AQUELLA mañana Emma y Harriet habían salido a pasear juntas, y a juicio de Emma
por aquel día ya habían hablado bastante del señor Elton. Consideró que para el consuelo
de Harriet y la expiación de sus propias faltas no había por qué hablar más de aquel
asunto; de modo que mientras regresaban hacía todo lo posible para cambiar de
conversación...; pero cuando Emma creía haber logrado ya su propósito, volvió a hablarse
de lo mismo, y después de hablar durante un rato de lo que los pobres debían de padecer
en invierno, y de recibir por toda contestación un murmullo quejumbroso -«¡El señor
Elton es tan bueno con los pobres!»-, Emma creyó que debía buscarse otro medio de
cambiar de tema.
Precisamente estaban muy cerca de la casa en que vivían la señora y la señorita Bates, y
se decidió a visitarlas para ver si la compañía de otras personas distraía a Harriet.
Siempre había una buena razón para hacer esta visita: la señora y la señorita Bates eran
muy aficionadas a recibir gente; y Emma sabía que las escasas personas que pretendían
ver imperfecciones en ella la consideraban como negligente en ese aspecto, opinando que
no contribuía todo lo que debiera a los limitados placeres que podían ofrecerse en el
pueblo.
El señor Knightley le había hecho muchas observaciones acerca de ello, y la propia
Emma se daba cuenta también de que ésta era una de sus deficiencias... pero nada podía
imponerse a la impresión de que era una visita muy poco grata... de que eran unas señoras
aburridísimas... y sobre todo al horror del peligro que corría de encontrarse allí con la
gente de medio pelo de Highbury, que siempre estaban visitándolas y por lo tanto raras
veces se acercaba por aquella casa.

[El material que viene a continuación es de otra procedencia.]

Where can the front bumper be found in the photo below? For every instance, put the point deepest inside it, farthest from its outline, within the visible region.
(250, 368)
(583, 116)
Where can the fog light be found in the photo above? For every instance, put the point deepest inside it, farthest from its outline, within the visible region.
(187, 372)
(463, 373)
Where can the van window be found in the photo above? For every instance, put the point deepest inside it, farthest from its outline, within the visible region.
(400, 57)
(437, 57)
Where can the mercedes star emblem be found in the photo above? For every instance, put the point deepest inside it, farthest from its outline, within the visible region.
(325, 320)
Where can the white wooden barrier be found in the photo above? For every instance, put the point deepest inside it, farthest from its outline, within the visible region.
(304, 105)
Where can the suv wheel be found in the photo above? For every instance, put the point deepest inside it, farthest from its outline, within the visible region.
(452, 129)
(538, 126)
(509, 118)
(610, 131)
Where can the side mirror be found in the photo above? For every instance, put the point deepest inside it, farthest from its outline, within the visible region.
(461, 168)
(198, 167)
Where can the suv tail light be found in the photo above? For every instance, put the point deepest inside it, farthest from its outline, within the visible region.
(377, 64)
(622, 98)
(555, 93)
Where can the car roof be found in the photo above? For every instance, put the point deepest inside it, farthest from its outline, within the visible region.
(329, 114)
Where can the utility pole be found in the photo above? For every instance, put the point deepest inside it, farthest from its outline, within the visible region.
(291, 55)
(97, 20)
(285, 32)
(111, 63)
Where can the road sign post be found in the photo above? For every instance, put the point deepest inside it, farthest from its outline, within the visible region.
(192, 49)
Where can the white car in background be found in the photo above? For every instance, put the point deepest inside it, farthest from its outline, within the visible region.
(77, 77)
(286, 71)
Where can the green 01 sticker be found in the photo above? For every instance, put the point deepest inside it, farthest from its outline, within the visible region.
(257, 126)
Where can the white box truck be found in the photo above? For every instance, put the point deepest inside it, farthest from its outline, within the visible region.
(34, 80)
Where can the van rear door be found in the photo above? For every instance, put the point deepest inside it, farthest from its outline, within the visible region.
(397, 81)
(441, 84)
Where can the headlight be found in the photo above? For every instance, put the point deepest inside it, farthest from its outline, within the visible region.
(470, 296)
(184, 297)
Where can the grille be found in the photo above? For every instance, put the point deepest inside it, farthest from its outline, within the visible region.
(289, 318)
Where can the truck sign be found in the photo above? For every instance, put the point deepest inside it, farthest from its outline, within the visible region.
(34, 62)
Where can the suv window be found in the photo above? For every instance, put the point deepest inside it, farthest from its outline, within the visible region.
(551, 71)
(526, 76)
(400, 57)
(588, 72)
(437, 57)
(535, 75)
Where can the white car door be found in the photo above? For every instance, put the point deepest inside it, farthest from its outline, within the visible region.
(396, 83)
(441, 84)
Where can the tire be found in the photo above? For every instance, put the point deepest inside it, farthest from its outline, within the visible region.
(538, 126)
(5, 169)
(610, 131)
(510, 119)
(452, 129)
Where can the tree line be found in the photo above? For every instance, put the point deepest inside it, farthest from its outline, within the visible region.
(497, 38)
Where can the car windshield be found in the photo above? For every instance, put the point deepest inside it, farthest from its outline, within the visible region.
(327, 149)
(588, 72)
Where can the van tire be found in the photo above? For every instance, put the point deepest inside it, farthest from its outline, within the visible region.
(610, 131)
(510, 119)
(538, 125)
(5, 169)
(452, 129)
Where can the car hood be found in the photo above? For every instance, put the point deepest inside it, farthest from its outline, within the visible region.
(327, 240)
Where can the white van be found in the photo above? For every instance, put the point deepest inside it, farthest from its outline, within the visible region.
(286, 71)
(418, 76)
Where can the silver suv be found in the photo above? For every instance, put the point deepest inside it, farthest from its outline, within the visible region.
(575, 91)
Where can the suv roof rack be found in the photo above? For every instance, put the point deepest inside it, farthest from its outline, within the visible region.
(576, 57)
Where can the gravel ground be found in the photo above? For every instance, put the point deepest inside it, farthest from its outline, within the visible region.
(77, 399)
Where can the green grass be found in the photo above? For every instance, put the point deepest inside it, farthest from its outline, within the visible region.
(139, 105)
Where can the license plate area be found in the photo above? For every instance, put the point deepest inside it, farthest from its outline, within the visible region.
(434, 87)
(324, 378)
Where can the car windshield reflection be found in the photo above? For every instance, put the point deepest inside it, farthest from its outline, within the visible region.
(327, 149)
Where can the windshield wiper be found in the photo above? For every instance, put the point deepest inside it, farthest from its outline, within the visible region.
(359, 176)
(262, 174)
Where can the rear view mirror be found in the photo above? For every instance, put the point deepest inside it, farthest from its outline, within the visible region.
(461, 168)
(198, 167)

Pero ahora adoptó la súbita decisión de no pasar por
delante de su puerta sin entrar... observando, cuando se lo propuso a Harriet, que según
sus cálculos, en aquellos días estaban completamente a salvo de una carta de Jane
Fairfax.
La casa pertenecía a una familia de comerciantes. La señora y la señorita Bates
ocupaban la planta de la sala de estar; y allí, en la reducida habitación que les servía de
todo, los visitantes eran recibidos con gran cordialidad e incluso con gratitud; la pulcra y
plácida anciana que se hallaba sentada en el rincón más caliente con su labor, quería
incluso levantarse para ceder su sitio a la señorita Woodhouse, y su hija, más activa y
habladora, seguía como siempre abrumándoles con atenciones y amabilidades,
agradeciéndoles la visita, preocupándose por sus zapatos, interesándose vivamente por la
salud del señor Woodhouse, dándoles buenas noticias acerca de la de su madre, y
ofreciéndoles el pastel que había sobre el aparador.